Nevertheless, please indulge me in a note of appreciation for those who, through the activities of BIEN, kept the idea alive during the doldrum years and whose research and writing helped to shape thinking and fill in the policy gaps. From the outset, we sought to ensure that every political hue could be represented, within limits of respect for gender equality, racial equality and free and democratic societies.
Indeed, there have always been tensions between those who have taken a libertarian approach and those who have been more egalitarian, and between those who see a basic income as a stand-alone policy and those who see it as part of a progressive political strategy. Yet this broad church approach has been key to the success of BIEN as it has built the knowledge base required for when it can be said with conviction that this is an idea whose time has come.
A Political Imperative?
The growing interest in basic income partly reflects a recognition that current economic and social policies are producing unsustainable inequalities and injustices. The twentieth-century income distribution system has broken down, as globalization has swept forward, as neo-liberal economics has done its work, and as the technological revolution has facilitated transformative changes in labour markets. One outcome has been a growing precariat, consisting of millions of people facing unstable, insecure labour, a lack of occupational identity, declining and increasingly volatile real wages, loss of benefits and chronic indebtedness.
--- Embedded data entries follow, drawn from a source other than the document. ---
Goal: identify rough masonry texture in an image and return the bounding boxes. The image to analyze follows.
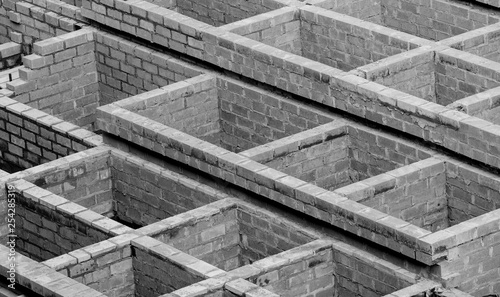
[0,0,500,297]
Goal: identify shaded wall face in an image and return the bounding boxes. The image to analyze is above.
[155,208,313,271]
[26,154,113,215]
[175,0,283,27]
[96,32,200,105]
[382,0,499,41]
[446,163,500,225]
[111,157,218,226]
[317,0,384,25]
[10,196,110,261]
[300,13,416,71]
[134,79,220,144]
[132,247,205,297]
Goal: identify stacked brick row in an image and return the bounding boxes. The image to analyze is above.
[446,161,500,225]
[300,7,426,71]
[314,0,384,25]
[0,245,106,297]
[217,78,332,152]
[176,0,283,27]
[128,75,221,144]
[43,234,135,296]
[335,158,448,232]
[224,7,302,55]
[132,237,223,297]
[6,177,121,261]
[0,97,99,170]
[154,201,242,271]
[262,132,353,190]
[0,0,81,54]
[250,242,336,297]
[384,0,500,40]
[442,23,500,62]
[94,92,442,261]
[82,0,500,171]
[0,42,21,70]
[111,149,221,226]
[348,126,431,180]
[238,205,314,264]
[25,150,114,216]
[7,29,99,128]
[435,49,500,105]
[95,31,201,105]
[356,49,437,102]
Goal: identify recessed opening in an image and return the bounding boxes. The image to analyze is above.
[244,123,431,190]
[231,6,419,71]
[121,75,331,152]
[363,49,500,106]
[316,0,499,41]
[148,205,315,271]
[148,0,285,27]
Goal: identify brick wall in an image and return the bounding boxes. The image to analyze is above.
[7,29,99,128]
[228,6,426,71]
[358,50,436,102]
[335,158,448,232]
[95,30,202,105]
[0,96,101,172]
[217,78,332,152]
[246,122,430,190]
[443,26,500,62]
[43,234,138,297]
[154,203,243,271]
[358,49,500,106]
[446,161,500,225]
[314,0,384,25]
[105,76,338,152]
[128,75,220,143]
[146,199,314,271]
[383,0,499,40]
[0,0,82,54]
[172,0,284,26]
[223,7,302,55]
[6,178,119,261]
[25,151,113,216]
[0,42,21,70]
[242,240,422,297]
[249,240,336,296]
[300,7,419,71]
[0,245,106,297]
[433,208,500,296]
[82,0,500,183]
[111,150,221,226]
[435,50,500,105]
[132,238,223,296]
[448,87,500,124]
[82,0,500,270]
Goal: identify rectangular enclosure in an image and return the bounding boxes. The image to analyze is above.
[44,234,222,297]
[335,158,500,232]
[443,26,500,62]
[147,0,285,27]
[447,87,500,125]
[21,149,219,228]
[358,49,500,106]
[142,199,315,271]
[7,28,203,130]
[117,75,331,152]
[242,122,431,190]
[314,0,500,41]
[241,239,426,296]
[2,180,126,261]
[228,6,426,71]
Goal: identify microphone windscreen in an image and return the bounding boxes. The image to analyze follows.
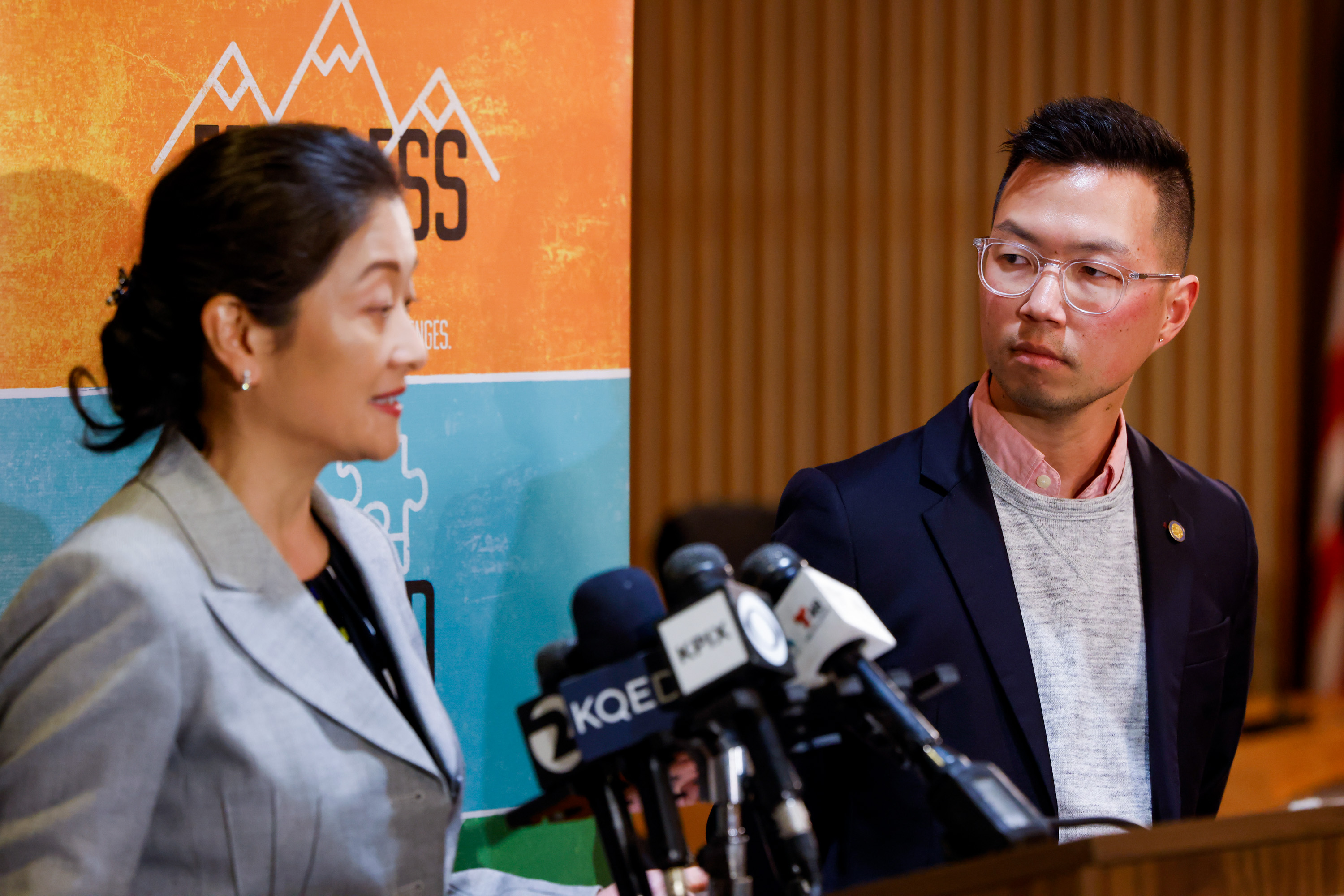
[570,567,667,673]
[663,541,732,610]
[536,638,575,693]
[738,541,806,600]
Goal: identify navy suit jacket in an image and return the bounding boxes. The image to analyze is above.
[775,383,1258,889]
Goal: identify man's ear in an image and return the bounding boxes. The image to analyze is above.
[200,293,271,386]
[1153,274,1199,349]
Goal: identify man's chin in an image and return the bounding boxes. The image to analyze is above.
[995,372,1114,416]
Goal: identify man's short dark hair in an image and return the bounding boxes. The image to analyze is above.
[995,97,1195,271]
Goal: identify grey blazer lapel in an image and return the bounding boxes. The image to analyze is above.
[313,486,464,789]
[140,437,441,778]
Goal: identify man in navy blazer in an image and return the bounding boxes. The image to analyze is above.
[775,98,1258,889]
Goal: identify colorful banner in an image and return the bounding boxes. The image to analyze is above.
[0,0,633,883]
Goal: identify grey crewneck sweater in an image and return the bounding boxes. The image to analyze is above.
[981,450,1152,842]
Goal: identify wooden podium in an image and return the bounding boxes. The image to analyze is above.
[844,807,1344,896]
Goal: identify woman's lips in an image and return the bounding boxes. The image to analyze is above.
[370,387,406,416]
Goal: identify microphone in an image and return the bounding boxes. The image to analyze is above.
[742,544,1051,857]
[657,544,821,896]
[657,544,793,697]
[560,567,692,893]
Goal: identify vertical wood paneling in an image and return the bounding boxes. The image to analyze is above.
[632,0,1305,682]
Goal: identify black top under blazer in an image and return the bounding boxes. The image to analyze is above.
[775,383,1258,889]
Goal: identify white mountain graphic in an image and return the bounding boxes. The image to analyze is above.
[149,0,500,181]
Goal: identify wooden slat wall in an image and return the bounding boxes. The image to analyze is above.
[632,0,1306,685]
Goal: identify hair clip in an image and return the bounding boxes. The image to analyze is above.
[108,267,130,305]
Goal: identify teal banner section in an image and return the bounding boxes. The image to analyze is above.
[0,377,630,817]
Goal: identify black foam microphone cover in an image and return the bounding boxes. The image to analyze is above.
[663,541,732,610]
[569,567,667,674]
[536,638,577,693]
[738,541,808,600]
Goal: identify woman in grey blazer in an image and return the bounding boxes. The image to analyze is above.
[0,125,645,896]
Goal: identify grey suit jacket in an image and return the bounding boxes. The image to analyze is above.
[0,437,594,896]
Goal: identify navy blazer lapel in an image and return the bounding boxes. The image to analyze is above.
[921,384,1056,814]
[1129,427,1199,821]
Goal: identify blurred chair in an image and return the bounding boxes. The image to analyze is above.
[653,504,774,572]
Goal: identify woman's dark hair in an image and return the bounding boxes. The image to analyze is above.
[995,97,1195,270]
[69,125,399,451]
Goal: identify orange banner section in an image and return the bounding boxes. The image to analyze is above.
[0,0,633,388]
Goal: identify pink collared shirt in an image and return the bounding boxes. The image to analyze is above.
[970,371,1129,498]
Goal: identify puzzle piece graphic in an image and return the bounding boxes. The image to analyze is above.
[336,433,429,575]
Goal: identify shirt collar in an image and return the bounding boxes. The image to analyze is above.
[970,371,1129,498]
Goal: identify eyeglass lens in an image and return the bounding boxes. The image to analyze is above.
[981,243,1125,314]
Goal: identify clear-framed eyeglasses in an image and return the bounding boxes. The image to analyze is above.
[976,236,1180,314]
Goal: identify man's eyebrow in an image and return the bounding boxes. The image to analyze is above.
[995,218,1129,255]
The shares of national income going to capital and labour used to be roughly stable; that old consensus has gone. We are in a Second Gilded Age, in which more and more income is going to a minority of rentiers who are thriving from the proceeds of property physical, financial and intellectual. This has no moral or economic justification. And the inequities are multiplying, as is the resentment. The mixture of anxiety, anomie, alienation and anger is creating a perfect storm, enabling populist politicians to play on fears in order to build support for agendas that have echoes of the ugly aftermath of the First Gilded Age.
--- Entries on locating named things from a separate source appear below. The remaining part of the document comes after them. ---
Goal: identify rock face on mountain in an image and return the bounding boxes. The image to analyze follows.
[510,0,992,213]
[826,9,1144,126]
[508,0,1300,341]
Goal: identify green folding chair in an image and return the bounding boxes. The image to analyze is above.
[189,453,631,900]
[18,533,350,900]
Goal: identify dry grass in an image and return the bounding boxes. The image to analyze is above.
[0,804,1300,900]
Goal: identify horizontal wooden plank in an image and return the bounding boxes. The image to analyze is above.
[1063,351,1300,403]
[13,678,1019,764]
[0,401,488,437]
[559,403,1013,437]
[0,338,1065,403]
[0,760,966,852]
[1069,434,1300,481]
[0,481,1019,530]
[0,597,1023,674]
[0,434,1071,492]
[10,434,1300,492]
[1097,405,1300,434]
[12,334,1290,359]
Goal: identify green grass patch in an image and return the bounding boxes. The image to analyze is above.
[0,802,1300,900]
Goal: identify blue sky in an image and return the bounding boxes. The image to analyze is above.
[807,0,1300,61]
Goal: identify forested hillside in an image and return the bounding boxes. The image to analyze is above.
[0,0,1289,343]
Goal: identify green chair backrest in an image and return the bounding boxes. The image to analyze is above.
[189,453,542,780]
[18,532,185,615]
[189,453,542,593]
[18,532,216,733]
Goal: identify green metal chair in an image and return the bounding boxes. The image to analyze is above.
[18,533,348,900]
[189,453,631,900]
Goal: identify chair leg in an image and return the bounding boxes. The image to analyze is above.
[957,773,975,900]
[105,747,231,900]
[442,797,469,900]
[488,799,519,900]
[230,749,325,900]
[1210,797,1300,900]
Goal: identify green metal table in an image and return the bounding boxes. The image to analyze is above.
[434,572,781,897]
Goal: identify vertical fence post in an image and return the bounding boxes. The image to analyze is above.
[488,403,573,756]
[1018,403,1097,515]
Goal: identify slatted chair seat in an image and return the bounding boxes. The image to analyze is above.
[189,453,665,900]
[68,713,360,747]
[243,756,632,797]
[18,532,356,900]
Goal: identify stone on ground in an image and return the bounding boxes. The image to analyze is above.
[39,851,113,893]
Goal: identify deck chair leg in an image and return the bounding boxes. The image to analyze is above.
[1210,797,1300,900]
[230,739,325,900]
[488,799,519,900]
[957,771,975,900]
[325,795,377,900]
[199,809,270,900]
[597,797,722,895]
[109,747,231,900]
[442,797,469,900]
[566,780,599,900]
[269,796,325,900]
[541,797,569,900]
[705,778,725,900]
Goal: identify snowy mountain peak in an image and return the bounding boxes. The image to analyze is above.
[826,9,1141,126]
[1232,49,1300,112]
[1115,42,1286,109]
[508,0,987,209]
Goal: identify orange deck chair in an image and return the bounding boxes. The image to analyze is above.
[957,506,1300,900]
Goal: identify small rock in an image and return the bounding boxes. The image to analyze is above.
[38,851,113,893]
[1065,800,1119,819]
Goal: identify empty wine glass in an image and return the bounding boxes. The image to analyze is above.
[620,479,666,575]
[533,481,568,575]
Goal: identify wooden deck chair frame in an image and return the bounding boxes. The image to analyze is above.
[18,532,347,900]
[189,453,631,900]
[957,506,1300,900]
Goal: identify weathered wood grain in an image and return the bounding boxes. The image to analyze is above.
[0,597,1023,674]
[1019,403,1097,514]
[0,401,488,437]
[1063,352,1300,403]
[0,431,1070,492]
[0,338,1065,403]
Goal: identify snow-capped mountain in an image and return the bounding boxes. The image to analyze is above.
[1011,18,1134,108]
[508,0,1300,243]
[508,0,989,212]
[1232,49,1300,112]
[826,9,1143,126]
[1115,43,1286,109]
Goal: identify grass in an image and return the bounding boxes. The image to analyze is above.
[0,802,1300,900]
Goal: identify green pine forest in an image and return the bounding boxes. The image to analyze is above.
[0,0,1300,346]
Unless a new income distribution system can be constructed or at least the firm beginnings of one the drift to the far right, which underpinned Brexit and the triumph of Donald Trump in 2016, will only grow stronger. I would argue that, as the anchor of a more egalitarian and more emancipatory system, basic income has become a political imperative, which is one of the reasons for writing this book.
About the Book
The book is intended to guide the reader through the arguments for and against the introduction of a basic income as a right, paid in cash (or equivalent) to all individuals regardless of age, gender, marital status, work status and work history. It draws on thirty years of research, advocacy and social activism by many people, and especially on the growth of BIEN, its sixteen international congresses and the hundreds of papers presented at them, up to and including the congress in Seoul in July 2016. As far as possible, I have given references and sources that interested readers can go to for more elaborated discussion.
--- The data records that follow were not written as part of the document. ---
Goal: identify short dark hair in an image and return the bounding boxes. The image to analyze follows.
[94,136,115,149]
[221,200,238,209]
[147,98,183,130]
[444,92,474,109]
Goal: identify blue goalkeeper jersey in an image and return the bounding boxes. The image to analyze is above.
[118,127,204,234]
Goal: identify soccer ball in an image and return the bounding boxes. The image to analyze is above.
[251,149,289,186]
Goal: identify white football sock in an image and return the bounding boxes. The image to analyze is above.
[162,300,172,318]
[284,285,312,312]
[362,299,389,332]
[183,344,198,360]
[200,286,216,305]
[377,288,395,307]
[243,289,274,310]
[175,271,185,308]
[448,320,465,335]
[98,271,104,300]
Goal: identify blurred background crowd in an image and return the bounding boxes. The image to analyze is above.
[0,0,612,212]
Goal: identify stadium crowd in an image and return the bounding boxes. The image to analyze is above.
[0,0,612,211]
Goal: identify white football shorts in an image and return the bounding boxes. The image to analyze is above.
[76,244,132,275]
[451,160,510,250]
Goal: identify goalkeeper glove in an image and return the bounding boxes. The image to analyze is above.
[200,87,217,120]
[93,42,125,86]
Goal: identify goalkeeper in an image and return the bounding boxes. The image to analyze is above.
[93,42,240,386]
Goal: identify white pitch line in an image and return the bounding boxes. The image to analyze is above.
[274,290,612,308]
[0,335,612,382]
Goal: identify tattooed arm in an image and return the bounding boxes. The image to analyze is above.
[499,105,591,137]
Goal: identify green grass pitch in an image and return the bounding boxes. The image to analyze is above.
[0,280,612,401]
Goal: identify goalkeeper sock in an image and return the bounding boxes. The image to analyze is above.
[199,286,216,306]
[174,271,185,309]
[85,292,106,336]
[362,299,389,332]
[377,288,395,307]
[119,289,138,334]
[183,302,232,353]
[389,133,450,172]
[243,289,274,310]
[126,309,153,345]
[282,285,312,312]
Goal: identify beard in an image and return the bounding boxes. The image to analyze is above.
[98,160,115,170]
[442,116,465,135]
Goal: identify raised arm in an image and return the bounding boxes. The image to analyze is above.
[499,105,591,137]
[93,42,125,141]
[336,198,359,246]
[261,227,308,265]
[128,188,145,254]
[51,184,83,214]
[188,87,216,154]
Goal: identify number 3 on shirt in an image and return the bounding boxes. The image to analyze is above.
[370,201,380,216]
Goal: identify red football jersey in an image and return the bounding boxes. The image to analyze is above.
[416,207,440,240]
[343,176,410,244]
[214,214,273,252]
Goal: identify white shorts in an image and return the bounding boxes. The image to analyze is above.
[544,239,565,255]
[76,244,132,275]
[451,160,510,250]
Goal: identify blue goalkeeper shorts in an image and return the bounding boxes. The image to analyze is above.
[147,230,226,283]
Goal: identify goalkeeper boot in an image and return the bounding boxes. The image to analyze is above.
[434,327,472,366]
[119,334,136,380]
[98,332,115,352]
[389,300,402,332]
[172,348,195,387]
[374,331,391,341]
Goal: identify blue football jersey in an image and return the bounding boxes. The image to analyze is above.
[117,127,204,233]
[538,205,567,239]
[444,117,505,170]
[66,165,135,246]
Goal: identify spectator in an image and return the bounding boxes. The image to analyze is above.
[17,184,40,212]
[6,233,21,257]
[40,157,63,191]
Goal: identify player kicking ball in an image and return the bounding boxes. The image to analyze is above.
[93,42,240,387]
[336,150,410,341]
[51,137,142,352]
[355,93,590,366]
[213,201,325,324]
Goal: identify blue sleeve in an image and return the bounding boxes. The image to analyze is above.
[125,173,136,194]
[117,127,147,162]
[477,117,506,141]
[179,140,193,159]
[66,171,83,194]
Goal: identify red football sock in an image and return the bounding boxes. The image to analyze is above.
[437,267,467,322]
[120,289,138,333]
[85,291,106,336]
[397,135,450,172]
However, the intention here is to provide an introduction and a reflective guide to the issues. In what follows, I consider what is meant by basic income and discuss the three main perspectives justice, freedom and security that have been used to justify it, as well as the economic rationale. I also deal with the various objections that have been made to it, especially on affordability and the impact on labour supply, and look at the practical and political challenges of implementation.